Secretary of State John F. Kerry arrived in Kabul Friday on an unannounced visit in an effort to convince Karzai that the administration is serious.
“October 31st is our goal,” a senior administration official said. “The president has been clear. There can be no reason” for failure “other than the fact that the Afghans don’t want what we’re offering.”
Meanwhile, serious new irritants in the relationship have convinced Karzai that he was right to question American good faith in year-old negotiations on a deal. The accord is considered critical for the international community to continue funding the Afghan government and shoring up its nascent security forces.
Under the Bilateral Security Agreement, or BSA, the United States plans to leave a still-unspecified number of troops — between 5,000 and 10,000, most probably — in Afghanistan to train and advise its security forces after the final withdrawal of what are now 52,000 combat and support troops.
Karzai was enraged several weeks ago, Afghan officials said, when U.S. forces forcibly took custody of a senior Pakistani Taliban leader whom Afghan intelligence was trying to recruit.
In the previously unreported incident, U.S. forces intercepted an Afghan government convoy and seized the leader in Logar province, Karzai spokesman Aimal Faizi said.

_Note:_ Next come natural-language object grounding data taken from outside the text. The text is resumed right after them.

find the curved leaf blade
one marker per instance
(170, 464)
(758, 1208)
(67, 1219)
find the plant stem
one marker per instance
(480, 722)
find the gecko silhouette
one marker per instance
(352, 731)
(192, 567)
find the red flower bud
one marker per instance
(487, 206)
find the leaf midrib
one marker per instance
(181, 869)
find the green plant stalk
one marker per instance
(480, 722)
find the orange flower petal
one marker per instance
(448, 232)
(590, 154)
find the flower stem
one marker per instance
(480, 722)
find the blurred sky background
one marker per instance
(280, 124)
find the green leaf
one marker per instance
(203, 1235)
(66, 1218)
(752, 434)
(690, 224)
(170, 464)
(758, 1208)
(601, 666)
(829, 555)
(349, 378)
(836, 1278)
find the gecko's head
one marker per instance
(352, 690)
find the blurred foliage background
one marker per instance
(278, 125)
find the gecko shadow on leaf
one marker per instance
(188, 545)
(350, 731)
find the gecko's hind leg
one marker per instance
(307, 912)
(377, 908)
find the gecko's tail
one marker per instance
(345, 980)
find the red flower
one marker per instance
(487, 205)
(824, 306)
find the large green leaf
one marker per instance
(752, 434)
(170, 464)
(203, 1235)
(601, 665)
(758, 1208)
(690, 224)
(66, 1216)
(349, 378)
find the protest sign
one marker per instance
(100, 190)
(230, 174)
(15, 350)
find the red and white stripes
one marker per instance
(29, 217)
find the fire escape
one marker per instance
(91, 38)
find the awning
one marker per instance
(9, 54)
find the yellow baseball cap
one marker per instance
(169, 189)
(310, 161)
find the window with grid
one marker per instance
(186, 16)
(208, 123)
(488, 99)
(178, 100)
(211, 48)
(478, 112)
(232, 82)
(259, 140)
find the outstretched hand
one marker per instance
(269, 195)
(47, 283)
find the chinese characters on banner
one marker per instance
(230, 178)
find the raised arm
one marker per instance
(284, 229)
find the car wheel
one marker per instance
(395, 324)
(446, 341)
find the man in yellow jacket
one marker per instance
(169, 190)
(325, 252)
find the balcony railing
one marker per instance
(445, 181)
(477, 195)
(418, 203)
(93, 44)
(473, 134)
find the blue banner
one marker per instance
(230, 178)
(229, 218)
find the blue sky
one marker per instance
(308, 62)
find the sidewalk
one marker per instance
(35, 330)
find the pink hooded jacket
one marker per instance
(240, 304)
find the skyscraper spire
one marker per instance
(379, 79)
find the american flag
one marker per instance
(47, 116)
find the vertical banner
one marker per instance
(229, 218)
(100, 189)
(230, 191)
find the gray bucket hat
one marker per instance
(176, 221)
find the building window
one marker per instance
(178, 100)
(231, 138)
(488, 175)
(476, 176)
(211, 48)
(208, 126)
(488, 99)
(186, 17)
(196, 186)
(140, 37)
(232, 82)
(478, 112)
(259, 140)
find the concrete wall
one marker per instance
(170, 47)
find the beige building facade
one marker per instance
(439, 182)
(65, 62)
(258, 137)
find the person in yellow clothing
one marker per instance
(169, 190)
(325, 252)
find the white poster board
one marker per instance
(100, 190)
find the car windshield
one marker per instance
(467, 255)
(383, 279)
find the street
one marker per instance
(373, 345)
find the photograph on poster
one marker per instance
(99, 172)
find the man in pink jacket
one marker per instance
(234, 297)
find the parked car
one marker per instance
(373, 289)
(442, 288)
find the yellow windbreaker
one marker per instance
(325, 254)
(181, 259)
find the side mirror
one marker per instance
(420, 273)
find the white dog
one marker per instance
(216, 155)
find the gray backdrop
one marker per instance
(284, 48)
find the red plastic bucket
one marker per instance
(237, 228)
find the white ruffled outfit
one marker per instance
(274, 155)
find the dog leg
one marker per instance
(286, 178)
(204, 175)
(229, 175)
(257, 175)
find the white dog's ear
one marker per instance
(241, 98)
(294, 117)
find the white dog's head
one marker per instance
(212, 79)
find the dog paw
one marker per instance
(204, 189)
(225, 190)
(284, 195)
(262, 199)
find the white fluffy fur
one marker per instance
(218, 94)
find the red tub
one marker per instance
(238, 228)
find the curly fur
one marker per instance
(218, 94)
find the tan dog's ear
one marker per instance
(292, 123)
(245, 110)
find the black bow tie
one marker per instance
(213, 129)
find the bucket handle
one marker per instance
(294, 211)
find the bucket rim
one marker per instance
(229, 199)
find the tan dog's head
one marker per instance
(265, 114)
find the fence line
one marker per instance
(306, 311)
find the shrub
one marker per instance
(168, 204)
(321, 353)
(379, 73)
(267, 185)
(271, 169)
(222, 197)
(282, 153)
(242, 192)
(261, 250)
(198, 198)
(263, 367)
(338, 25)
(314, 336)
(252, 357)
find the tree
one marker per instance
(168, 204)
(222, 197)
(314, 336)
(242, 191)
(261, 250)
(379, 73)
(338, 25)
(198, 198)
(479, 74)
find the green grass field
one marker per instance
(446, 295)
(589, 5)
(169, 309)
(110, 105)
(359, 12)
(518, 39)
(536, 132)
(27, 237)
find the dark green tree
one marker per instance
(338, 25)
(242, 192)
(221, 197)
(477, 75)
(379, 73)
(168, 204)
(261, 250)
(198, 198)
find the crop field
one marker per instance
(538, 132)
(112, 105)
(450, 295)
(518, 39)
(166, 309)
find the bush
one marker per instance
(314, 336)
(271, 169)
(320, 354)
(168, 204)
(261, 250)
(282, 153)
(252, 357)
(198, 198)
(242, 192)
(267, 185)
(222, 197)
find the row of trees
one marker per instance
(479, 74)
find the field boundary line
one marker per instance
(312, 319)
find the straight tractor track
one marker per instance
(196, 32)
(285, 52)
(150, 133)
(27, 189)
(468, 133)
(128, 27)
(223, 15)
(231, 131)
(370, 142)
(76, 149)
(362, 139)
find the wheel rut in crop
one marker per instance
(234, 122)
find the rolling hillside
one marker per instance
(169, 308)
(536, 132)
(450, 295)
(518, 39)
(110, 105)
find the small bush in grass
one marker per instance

In doing so, Faizi added, the Americans foiled a months-long bid by the Afghan government to wean the Taliban commander, identified by others as Latif Mehsud, from the battlefield and use him to help launch substantive peace talks.
Faizi called the seizure a major breach of sovereignty. Although Karzai has not mentioned the case publicly, his private fury has been reflected in recent suggestions that Afghanistan might forgo a bilateral pact.
In a separate incident, Pakistan last month freed a top Afghan Taliban official, Abdul Ghani Baradar, whom Karzai sees as a possible interlocutor for his peace efforts and whose release he had long demanded.
This week, however, Pakistan again placed Baradar under house arrest in the port city of Karachi. Karzai immediately suspected an American hand at work; U.S. officials said they feared that Baradar would return to plotting attacks against American forces in Afghanistan if he were left on the loose.
Both the CIA and the Defense Department declined to comment on either incident.